リタイヤ後の自分は今よりずっと小さめの姿を思い描く
最近は、肩書に「元」を付けているご老人が多いことに気づく。
知り合いにそういった年齢層の人が増えてきたということも、理由のひとつだろう。
苦労して手に入れてきたはずのものも、自分の本質を変えるようなものに成る由もなく、この人は何と戦っているのだろうかと疑問に思うこともある。
現役時代は十分活躍をして、老後資金も潤沢にあって、孤独と苦しみは配偶者と折半して、持ち家があって、若々しく健康で、不自由なく日々の生活ができて、デカイ墓が用意されていて、家族や奴隷に看取られて。

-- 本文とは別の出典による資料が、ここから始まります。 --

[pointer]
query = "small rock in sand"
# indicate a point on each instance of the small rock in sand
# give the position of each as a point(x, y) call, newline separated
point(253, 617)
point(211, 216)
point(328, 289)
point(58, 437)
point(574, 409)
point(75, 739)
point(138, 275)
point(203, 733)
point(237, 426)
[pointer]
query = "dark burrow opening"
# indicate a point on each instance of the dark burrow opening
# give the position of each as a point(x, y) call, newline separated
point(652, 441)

それが一般的な幸せの形というものならば、今後の日本にはそこからこぼれる人たちも少なくはないだろう。
孤独死が問題でない社会が当たり前になるような、ロールモデルができないだろうかと常に考える。
独居老人で、借家で、年金だけが収入で、持病もそこそこあって、散歩とYouTubeくらいしか趣味はなく、柿の種で焼酎飲んで。友だちも多くはないけど、それは孤独を感じないほどに存在して。
僕は、社会の理想とする老いと死に対して、戦いを挑もう。
「お持ちになりませんか」
気づけば散歩の途中に足を止めていた。悲鳴をあげんばかりに撓る枝先を眺めていると、家主が声をかけてくれた。
「いいんですか」
「いいんですよ。手入れはしていませんし、見栄えはよくありませんけど。」
老婦人は慣れた手つきで採収ばさみを操り、低い位置にあるそれを3つほどパチパチと切り取ると、皺の深く刻まれた小さな手で、ひとつひとつ丁寧にスーパーの袋に収めてくれた。実の重さから解放された枝は、元居た場所に勢いよく跳ね戻る。
「ありがとうございます」
僕は老婦人に謝辞を伝えると、再び散歩のコースに戻った。
実家の母に届けようか。
いい香りのする夏ミカン。
立冬なのに夏ミカン。
たぶん、晩御飯くらい食べて行けとすすめられるだろう。
こんな風に、ゆるく手渡されるもの、手渡せるものは多くないけれど、金銭以外のもので回っている世の中も、確実に存在する。理想と乖離した現実に、誰もが絶望しないほどに。
以て瞑すべし
まろやかな黄色い実に、僕は再び鼻を近づける。